Notice how he starts off the sentence “To be sure…” He wants to offer a qualification. He then tells us that we are not saved by faith plus nothing, but by faith plus two other things.
First, you need repentance. Faith is “conjoined” to repentance. Conjoined twins are two babies who are physically connected. Hart is saying that faith and repentance are joined together. Genuine faith is joined to repentance. If you don’t have repentance, then you don’t have saving faith. In other words, we are not saved by faith alone, faith plus nothing, but by faith plus repentance.
Second, you need a faith that is “inevitably accompanied by good works.” The word “inevitably” means “certainly” or “necessarily” or “unavoidably.” Saving faith does good works. If you don’t have good works, in Hart’s view, you don’t have saving faith. If that is correct, then we are not justified by faith plus nothing, but by faith that inevitably produces good works. Hart is clearly teaching a form of works salvation.
What, then, is the truth? Let me be absolutely clear. Faith does not require works to be saving. Faith does not require repentance to be saving. The truth is, Hart’s first statement was correct—you really are saved through faith plus nothing.
Hart goes on to articulate a common error about the difference between faith and saving faith:
“Faith as described in Scripture, Luther pointed out, is not merely giving credence to the historical facts of the gospel story. It is believing that Christ came to save us personally” (p. 363).
I agree, but that’s not how I would put it.
I would say that faith is giving credence to historical facts. But saving faith depends on which facts you believe. For example, it is a fact that Solomon was king over Israel. You should believe that, but you won’t be saved by believing that. By contrast, it is also a fact that Jesus gives eternal life to believers. You should believe that fact, and if you do, you will be saved. Saving faith is believing the saving message.

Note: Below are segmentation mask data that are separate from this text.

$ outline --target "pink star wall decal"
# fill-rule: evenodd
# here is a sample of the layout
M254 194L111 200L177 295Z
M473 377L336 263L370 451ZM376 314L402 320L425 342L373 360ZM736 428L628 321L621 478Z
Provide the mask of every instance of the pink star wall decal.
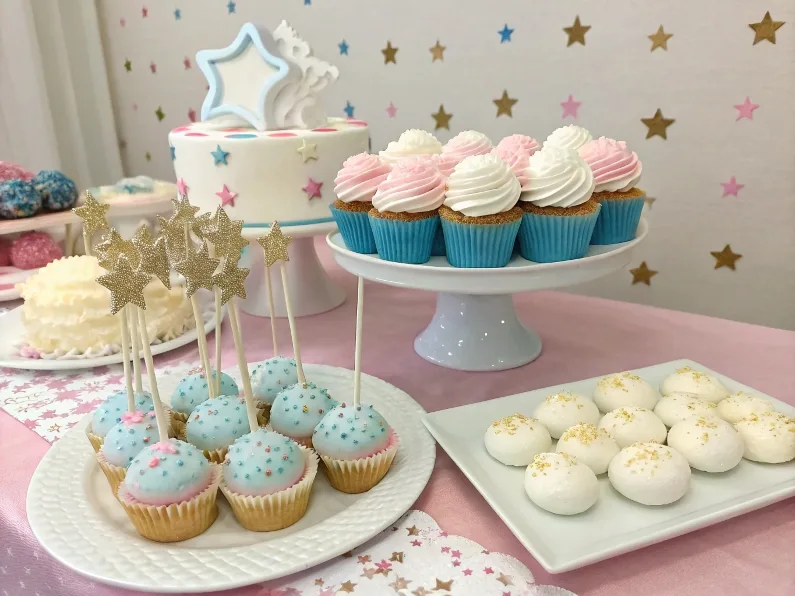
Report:
M196 110L194 110L193 108L190 108L188 110L188 120L190 120L191 122L196 122Z
M232 192L229 190L229 187L224 184L223 190L215 193L221 199L221 207L226 207L227 205L235 206L235 198L237 197L236 192Z
M146 6L144 6L144 7L141 9L141 17L145 19L145 18L146 18L146 17L148 17L148 16L149 16L149 9L148 9L148 8L146 8Z
M309 178L309 180L307 180L306 182L306 186L304 186L301 190L303 190L306 193L306 198L308 198L311 201L315 197L317 197L318 199L322 198L320 195L321 188L323 188L322 182L317 182L312 178Z
M187 196L188 188L189 187L188 187L187 184L185 184L185 179L184 178L180 178L179 180L177 180L177 192L179 194Z
M743 188L745 188L745 184L739 184L737 182L737 178L732 176L729 178L728 182L721 182L720 185L723 187L723 196L728 197L729 195L736 197Z
M395 104L393 104L391 101L389 102L389 105L386 107L386 113L389 114L390 118L394 118L397 115L397 108L395 107Z
M735 104L734 109L737 110L737 119L742 120L743 118L748 118L748 120L754 119L754 110L759 107L758 103L751 103L751 98L747 95L745 96L745 101L740 104Z
M576 101L574 96L569 93L569 98L566 101L560 102L560 107L563 108L563 115L561 118L566 119L569 116L577 118L577 110L580 109L580 105L582 105L582 102Z
M157 64L155 64L154 62L150 62L149 70L152 71L152 74L157 74Z
M119 25L124 27L126 24L127 24L127 19L125 19L124 17L119 19Z
M185 59L182 61L182 64L184 64L184 65L185 65L185 70L189 70L189 69L190 69L190 58L186 57L186 58L185 58Z

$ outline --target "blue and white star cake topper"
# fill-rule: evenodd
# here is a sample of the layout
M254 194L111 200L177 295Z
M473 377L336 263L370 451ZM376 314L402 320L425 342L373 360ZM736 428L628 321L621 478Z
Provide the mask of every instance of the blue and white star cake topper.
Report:
M281 128L276 97L301 72L281 56L268 30L246 23L230 46L199 51L196 64L209 84L202 120L234 115L257 130Z

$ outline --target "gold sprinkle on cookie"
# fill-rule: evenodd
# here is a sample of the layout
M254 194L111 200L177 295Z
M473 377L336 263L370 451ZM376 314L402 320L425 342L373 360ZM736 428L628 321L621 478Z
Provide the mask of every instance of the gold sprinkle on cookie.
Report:
M563 442L577 440L583 445L590 445L594 441L600 438L610 438L610 433L608 433L603 428L596 428L593 424L576 424L572 426L569 430L563 433L560 437L560 440Z
M527 426L531 430L534 428L534 424L538 423L538 420L535 418L529 418L524 414L511 414L510 416L506 416L505 418L500 418L499 420L495 420L491 423L491 428L494 429L494 434L499 435L500 433L507 433L509 435L516 434L516 431L519 430L520 426Z

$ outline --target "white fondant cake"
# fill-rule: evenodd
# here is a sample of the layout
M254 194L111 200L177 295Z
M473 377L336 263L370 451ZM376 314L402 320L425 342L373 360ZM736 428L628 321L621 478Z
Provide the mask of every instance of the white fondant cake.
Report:
M202 212L223 205L245 227L333 221L334 177L348 157L367 151L365 122L331 118L321 128L265 131L229 122L195 122L168 135L193 205Z

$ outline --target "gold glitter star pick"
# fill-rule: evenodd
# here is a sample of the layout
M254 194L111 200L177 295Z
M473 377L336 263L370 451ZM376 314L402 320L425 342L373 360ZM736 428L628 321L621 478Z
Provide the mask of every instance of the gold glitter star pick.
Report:
M121 255L127 257L127 262L133 269L137 269L141 264L141 256L131 240L125 240L115 228L105 234L102 242L96 248L100 267L110 271L115 268L116 262Z
M657 111L654 112L654 116L651 118L641 118L640 121L649 129L646 133L647 139L658 136L666 140L668 139L668 127L676 122L674 118L664 117L660 108L657 108Z
M784 21L774 21L773 17L770 16L770 11L767 11L761 21L748 24L754 30L754 43L752 45L756 45L760 41L776 43L776 31L784 25Z
M246 298L246 278L248 269L237 266L231 259L224 261L220 273L213 275L213 284L221 289L221 304L226 304L235 296Z
M574 24L571 27L563 27L563 31L569 36L566 47L569 47L575 43L585 45L585 34L588 33L590 28L590 25L583 25L580 23L580 16L577 15L577 17L574 19Z
M290 253L287 252L287 246L292 241L293 237L282 234L279 222L274 221L271 231L265 236L257 238L257 242L265 251L265 266L270 267L276 261L289 261Z
M240 260L240 251L248 246L248 240L241 235L242 230L242 221L230 220L226 211L218 207L215 212L215 228L206 234L207 240L213 243L215 256L237 263Z
M172 221L178 221L185 225L185 222L192 224L196 219L199 208L190 204L188 195L180 195L179 199L172 197L171 205L174 207L174 213L171 215Z
M172 266L185 259L185 226L178 221L157 216L160 233L166 239L166 253Z
M136 243L136 239L133 238L133 243L141 255L141 271L154 275L170 290L171 268L166 254L166 239L161 236L154 242L145 244Z
M629 272L632 274L632 285L635 284L646 284L647 286L651 285L651 278L657 275L657 272L653 269L649 269L649 266L646 264L646 261L643 261L638 267L634 269L630 269Z
M191 222L190 229L199 240L203 240L209 232L212 232L213 229L215 229L213 214L209 211L206 211L194 218L194 220Z
M83 229L88 236L91 236L94 232L108 227L108 220L105 216L110 205L100 203L88 191L86 191L85 197L83 204L72 209L72 212L83 220Z
M128 304L146 310L144 288L149 276L133 270L125 255L119 255L113 270L97 278L97 283L110 290L110 314L115 315Z
M494 105L497 106L497 118L503 114L513 118L513 106L519 100L509 97L507 89L503 90L502 97L499 99L493 99L492 101L494 102Z
M207 243L202 242L199 252L188 248L185 259L174 265L174 270L185 278L186 294L188 298L196 293L199 288L211 290L213 287L213 274L220 261L211 259L207 250Z
M431 117L436 121L435 130L439 130L440 128L450 130L450 118L452 118L453 115L444 111L444 104L440 104L439 111L435 114L431 114Z
M741 254L732 251L730 244L724 246L723 250L711 250L709 254L715 258L715 269L728 267L732 271L736 271L737 261L743 258Z

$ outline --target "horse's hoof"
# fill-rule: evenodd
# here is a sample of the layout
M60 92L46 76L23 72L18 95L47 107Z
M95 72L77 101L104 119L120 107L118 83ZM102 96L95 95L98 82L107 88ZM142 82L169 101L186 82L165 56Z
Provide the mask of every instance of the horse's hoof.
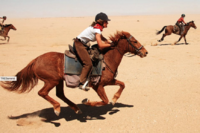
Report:
M87 98L82 100L82 104L86 104L89 100Z
M172 43L172 45L176 45L176 44L177 44L177 42Z
M114 101L112 101L112 102L111 102L111 104L114 106L114 105L115 105L115 102L114 102Z
M54 110L54 113L55 113L57 116L60 115L60 112L59 112L59 111Z
M81 110L77 110L76 114L82 114L82 111Z

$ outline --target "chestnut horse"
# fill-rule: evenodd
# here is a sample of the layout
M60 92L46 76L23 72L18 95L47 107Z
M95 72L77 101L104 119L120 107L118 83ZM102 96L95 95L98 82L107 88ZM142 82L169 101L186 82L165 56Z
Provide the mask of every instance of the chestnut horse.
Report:
M6 40L6 37L7 37L8 38L7 42L9 42L10 37L8 36L8 32L10 31L10 29L13 29L13 30L17 30L17 29L12 24L6 24L4 25L3 28L4 28L3 33L0 33L0 36L3 36L4 40Z
M106 68L102 72L101 79L97 85L89 83L89 86L96 91L102 101L95 102L83 100L85 105L101 106L108 104L109 101L106 96L104 86L119 85L120 88L112 99L114 105L125 88L125 84L122 81L115 79L115 75L123 55L127 52L131 52L142 58L148 54L147 50L139 43L139 41L137 41L128 32L117 32L114 36L110 36L110 40L116 45L104 53ZM48 95L49 91L55 86L56 96L67 103L75 111L75 113L80 114L82 112L77 105L64 95L63 66L63 53L45 53L32 60L24 69L18 72L16 74L17 81L4 81L1 82L1 86L8 91L16 91L18 93L29 92L38 83L38 79L40 79L44 81L44 86L38 94L53 105L56 115L60 114L60 104Z
M182 39L182 37L184 37L185 44L188 44L187 41L186 41L185 36L187 35L187 32L188 32L188 30L190 29L190 27L193 27L193 28L195 28L195 29L197 28L196 25L194 24L194 21L188 22L188 23L185 25L184 31L183 31L182 34L180 35L180 34L176 33L176 31L173 30L173 29L174 29L174 26L173 26L173 25L164 26L164 27L162 28L161 31L158 31L158 32L156 33L156 34L158 35L158 34L160 34L160 33L165 29L165 34L163 34L162 38L161 38L160 40L158 40L158 41L161 42L161 41L164 40L164 37L165 37L165 36L171 35L171 33L174 33L174 34L180 35L179 40L178 40L177 42L175 42L175 44L178 43L178 42Z

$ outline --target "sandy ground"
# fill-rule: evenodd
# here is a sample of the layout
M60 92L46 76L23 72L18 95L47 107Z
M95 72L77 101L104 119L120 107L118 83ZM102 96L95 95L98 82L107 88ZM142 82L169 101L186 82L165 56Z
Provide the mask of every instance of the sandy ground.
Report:
M87 107L84 98L100 100L90 90L65 87L65 95L78 105L77 115L55 95L61 114L56 116L51 104L38 96L39 84L29 93L16 94L0 87L0 131L2 133L199 133L200 132L200 15L187 15L197 29L188 32L189 45L171 35L158 43L156 35L165 25L173 25L180 15L111 16L103 35L108 38L117 30L130 32L149 54L145 58L123 57L117 79L126 85L115 106ZM10 42L0 40L0 75L14 76L32 59L50 52L64 52L72 39L89 26L93 17L7 19ZM152 46L157 45L157 46ZM111 100L117 86L106 87ZM8 116L13 116L9 119Z

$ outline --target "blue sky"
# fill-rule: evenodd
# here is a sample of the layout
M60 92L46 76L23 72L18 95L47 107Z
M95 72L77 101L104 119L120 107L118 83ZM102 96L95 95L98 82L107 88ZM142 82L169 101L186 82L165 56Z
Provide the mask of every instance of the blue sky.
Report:
M200 0L1 0L0 16L10 18L200 14Z

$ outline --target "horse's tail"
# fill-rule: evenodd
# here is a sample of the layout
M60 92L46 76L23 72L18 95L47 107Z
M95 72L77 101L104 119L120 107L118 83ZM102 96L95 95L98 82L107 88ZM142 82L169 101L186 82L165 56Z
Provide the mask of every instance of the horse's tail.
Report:
M37 58L32 60L24 69L16 74L17 81L2 81L0 85L8 91L18 93L30 92L38 83L38 78L33 70L36 60Z
M164 30L166 27L167 27L167 26L164 26L164 27L162 28L162 30L156 32L156 35L158 35L158 34L160 34L161 32L163 32L163 30Z

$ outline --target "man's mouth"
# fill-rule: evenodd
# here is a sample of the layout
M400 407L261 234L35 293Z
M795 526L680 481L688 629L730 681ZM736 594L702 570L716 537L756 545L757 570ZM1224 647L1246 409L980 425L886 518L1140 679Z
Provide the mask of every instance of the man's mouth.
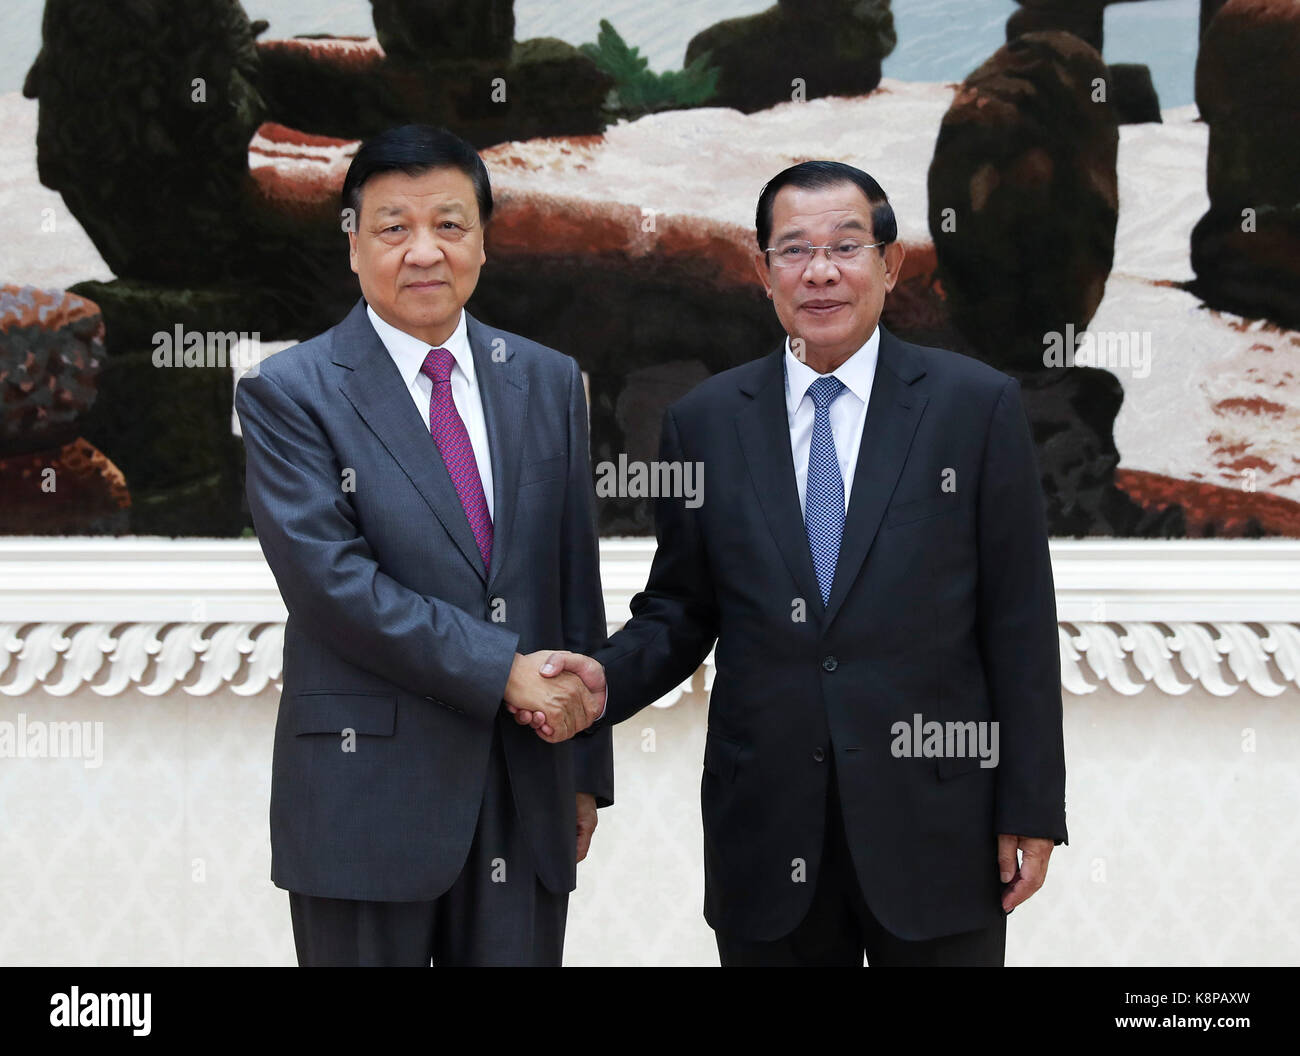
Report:
M446 286L446 285L447 284L445 282L441 282L438 279L425 279L422 282L408 282L406 284L406 288L408 290L432 290L432 289L436 289L439 286Z
M834 315L841 308L847 308L844 301L804 301L799 305L801 311L808 312L810 315Z

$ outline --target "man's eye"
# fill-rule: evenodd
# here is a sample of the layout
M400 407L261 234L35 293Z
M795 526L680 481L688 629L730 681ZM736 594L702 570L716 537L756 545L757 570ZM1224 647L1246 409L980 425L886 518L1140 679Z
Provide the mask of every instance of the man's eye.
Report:
M854 242L852 239L847 242L837 242L835 244L836 253L856 253L861 248L862 243Z
M790 260L798 260L807 252L808 250L803 246L785 246L781 250L781 256L788 257Z
M381 232L381 234L385 234L385 235L386 235L386 234L388 234L388 232L390 232L390 231L402 231L402 230L404 230L404 228L402 227L401 224L393 224L392 227L386 227L386 228L384 228L384 230Z

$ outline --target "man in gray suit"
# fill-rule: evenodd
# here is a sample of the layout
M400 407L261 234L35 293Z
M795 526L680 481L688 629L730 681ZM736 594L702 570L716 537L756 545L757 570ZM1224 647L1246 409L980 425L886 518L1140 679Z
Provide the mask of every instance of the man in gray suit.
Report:
M303 965L558 965L607 730L550 648L605 637L578 364L464 310L487 170L406 126L343 186L362 299L235 406L248 501L289 611L271 878ZM531 655L530 655L531 654Z

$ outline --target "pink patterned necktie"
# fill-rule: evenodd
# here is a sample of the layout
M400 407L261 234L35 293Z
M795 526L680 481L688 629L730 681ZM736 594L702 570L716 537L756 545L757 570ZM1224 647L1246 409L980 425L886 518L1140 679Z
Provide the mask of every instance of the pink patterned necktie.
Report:
M488 514L487 499L483 497L483 480L478 475L474 446L469 442L469 432L451 398L451 368L454 363L450 351L434 348L424 357L424 364L420 367L420 373L433 382L433 396L429 400L429 432L447 465L460 504L465 507L474 542L483 555L483 567L491 568L492 517Z

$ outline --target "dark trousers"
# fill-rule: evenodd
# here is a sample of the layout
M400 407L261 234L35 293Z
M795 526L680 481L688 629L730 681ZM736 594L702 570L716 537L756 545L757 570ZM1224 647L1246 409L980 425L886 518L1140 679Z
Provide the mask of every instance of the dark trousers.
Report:
M1006 917L978 931L919 942L900 939L885 930L862 896L849 856L833 768L829 784L822 862L808 915L794 931L772 942L715 932L723 967L861 968L864 953L873 967L1001 967L1006 955Z
M494 729L478 827L456 882L427 902L364 902L289 892L303 967L559 966L568 892L537 878Z

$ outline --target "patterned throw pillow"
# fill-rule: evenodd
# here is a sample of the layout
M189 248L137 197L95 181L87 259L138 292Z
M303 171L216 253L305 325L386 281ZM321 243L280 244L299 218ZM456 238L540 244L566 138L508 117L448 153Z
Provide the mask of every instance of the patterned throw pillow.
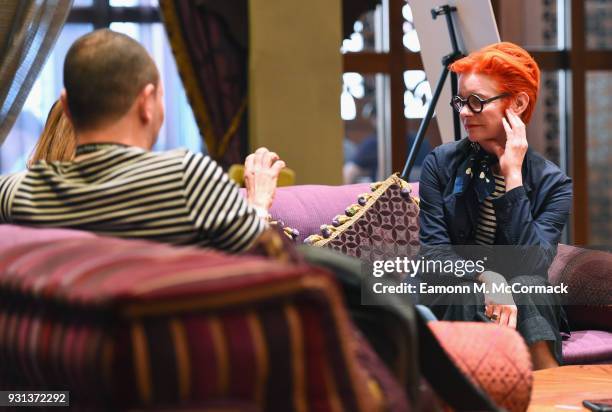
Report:
M427 326L457 368L502 410L527 410L533 388L531 358L516 331L479 322L429 322Z
M411 194L410 184L396 174L373 183L372 193L360 195L344 215L304 242L368 262L414 256L419 247L419 202Z

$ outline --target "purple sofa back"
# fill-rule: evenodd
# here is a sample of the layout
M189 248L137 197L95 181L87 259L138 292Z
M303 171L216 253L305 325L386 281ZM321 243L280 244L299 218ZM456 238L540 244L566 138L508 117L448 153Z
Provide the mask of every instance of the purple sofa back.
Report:
M411 183L414 196L419 195L419 184ZM298 243L308 236L319 233L323 224L331 224L336 215L344 214L357 197L369 193L369 183L343 186L299 185L280 187L272 204L270 214L282 220L285 226L300 232Z

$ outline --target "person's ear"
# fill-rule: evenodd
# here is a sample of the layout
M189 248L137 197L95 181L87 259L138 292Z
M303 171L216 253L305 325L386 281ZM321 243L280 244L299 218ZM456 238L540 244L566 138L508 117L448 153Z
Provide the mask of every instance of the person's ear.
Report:
M527 106L529 105L529 96L525 92L517 93L512 99L512 103L510 104L510 109L516 113L517 115L523 114L525 110L527 110Z
M68 94L66 93L66 89L62 89L60 93L60 103L62 104L62 110L64 111L64 115L66 115L66 117L72 124L72 127L74 127L72 115L70 114L70 108L68 107Z
M138 96L138 115L143 123L150 123L153 120L156 99L155 85L148 83Z

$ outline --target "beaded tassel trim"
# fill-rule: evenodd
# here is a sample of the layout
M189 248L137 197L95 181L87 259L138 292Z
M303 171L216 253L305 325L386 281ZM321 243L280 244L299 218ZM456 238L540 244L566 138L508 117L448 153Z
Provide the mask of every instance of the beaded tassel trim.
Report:
M285 222L283 222L282 220L271 220L270 225L282 227L283 233L285 234L285 236L287 236L289 239L293 241L297 240L297 238L300 236L300 232L297 229L293 229L289 226L285 226Z
M375 182L370 185L371 193L363 193L357 198L357 203L354 203L346 208L344 215L337 215L332 220L331 225L321 225L320 234L314 234L304 239L304 243L314 246L324 246L326 243L340 235L346 228L350 227L357 219L359 219L369 208L378 200L378 198L391 185L398 185L400 193L405 199L410 199L417 206L419 199L411 196L412 187L409 183L400 179L397 174L393 174L382 182Z

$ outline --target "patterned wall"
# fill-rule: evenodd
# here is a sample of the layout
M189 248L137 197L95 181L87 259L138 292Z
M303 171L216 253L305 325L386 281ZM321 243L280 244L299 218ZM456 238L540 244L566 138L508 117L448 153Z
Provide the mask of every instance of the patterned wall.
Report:
M501 39L522 47L557 49L557 1L500 2ZM529 145L547 159L560 163L559 75L542 72L540 95L527 128Z
M557 2L542 0L541 42L545 47L557 46ZM544 150L548 159L559 164L560 129L559 129L559 76L557 72L543 72L541 79L540 100L543 103Z
M585 1L586 44L612 49L612 1ZM556 49L557 0L500 1L501 36L529 49ZM528 126L529 145L559 164L560 120L557 72L543 72L540 98ZM612 247L612 72L588 72L587 147L590 244Z
M612 49L612 1L588 0L586 43ZM589 219L592 245L612 248L612 72L587 72Z

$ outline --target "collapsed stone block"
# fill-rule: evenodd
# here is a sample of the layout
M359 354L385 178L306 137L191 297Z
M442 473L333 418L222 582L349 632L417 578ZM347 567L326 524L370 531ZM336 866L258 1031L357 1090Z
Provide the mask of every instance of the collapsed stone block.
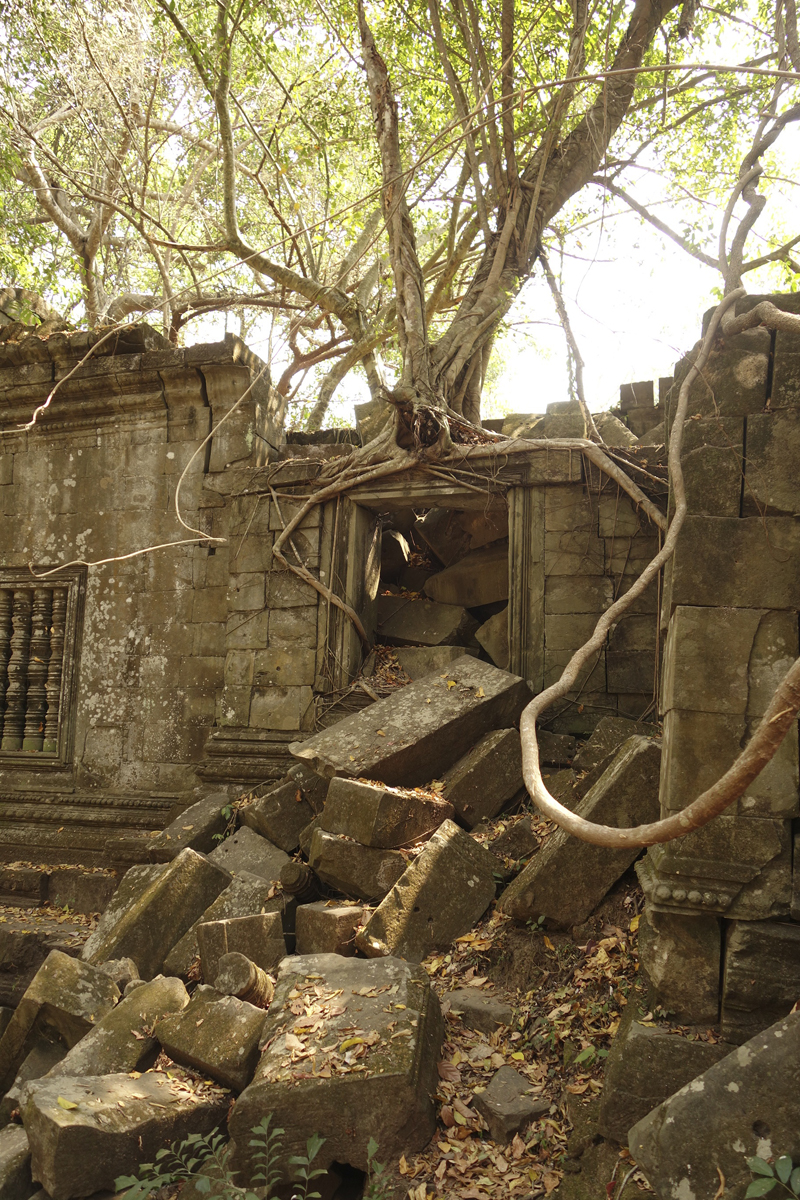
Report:
M78 1045L80 1045L80 1042ZM57 1033L51 1032L50 1036L47 1037L39 1033L35 1027L33 1033L28 1038L27 1046L30 1049L28 1049L28 1053L25 1055L19 1071L17 1071L17 1077L14 1080L13 1086L8 1089L5 1096L0 1100L0 1126L7 1125L11 1120L12 1113L19 1110L19 1097L23 1085L31 1079L41 1079L43 1075L47 1075L53 1067L62 1061L64 1055L67 1053L67 1047ZM0 1192L0 1195L2 1195L2 1192Z
M513 1067L501 1067L485 1092L475 1097L475 1107L489 1126L493 1142L503 1145L534 1117L550 1108L549 1100L531 1096L530 1082Z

Hart goes on to reaffirm his commitment to salvation by works:
“It is trust (fiducia) in Christ. It is acting upon his promises, relying upon him to save us—just as we would have to rely upon a ship to transport us across the ocean. We do not really believe in that boat until we actually board it and join the great adventure” (p. 363).
Hart explicitly says saving faith means “acting” upon the promise. You need faith plus action. To clarify that he is talking about behavior, Hart gives the example of not just believing that a boat will transport us, but actually getting into the boat. Obviously, getting into the boat is something additional to believing. But Hart wants to say it is part of believing. He is redefining faith to include doing good works.
Of course, Hart is right about boats. If you want to travel by boat, you can’t just believe it; you have to actually get on it. But Hart is wrong to use that as an illustration for salvation. That is not how salvation works. We are not justified by faith plus taking an extra step of acting upon the promise of salvation. There is no extra step for you to take beyond believing Jesus for eternal life. You don’t need to do anything for it to happen. Jesus does the work for you. When you simply believe, Jesus “puts you into the boat.” For example, He gives you eternal life. He sends the Spirit to indwell you. He regenerates you in your human spirit. He changes your position from being outside the Body of Christ to being in the Body. It is not by faith plus your doing. It is by faith and otherwise entirely His doing.
I’m sad to say that, in his discussion on faith, Hart has missed the boat.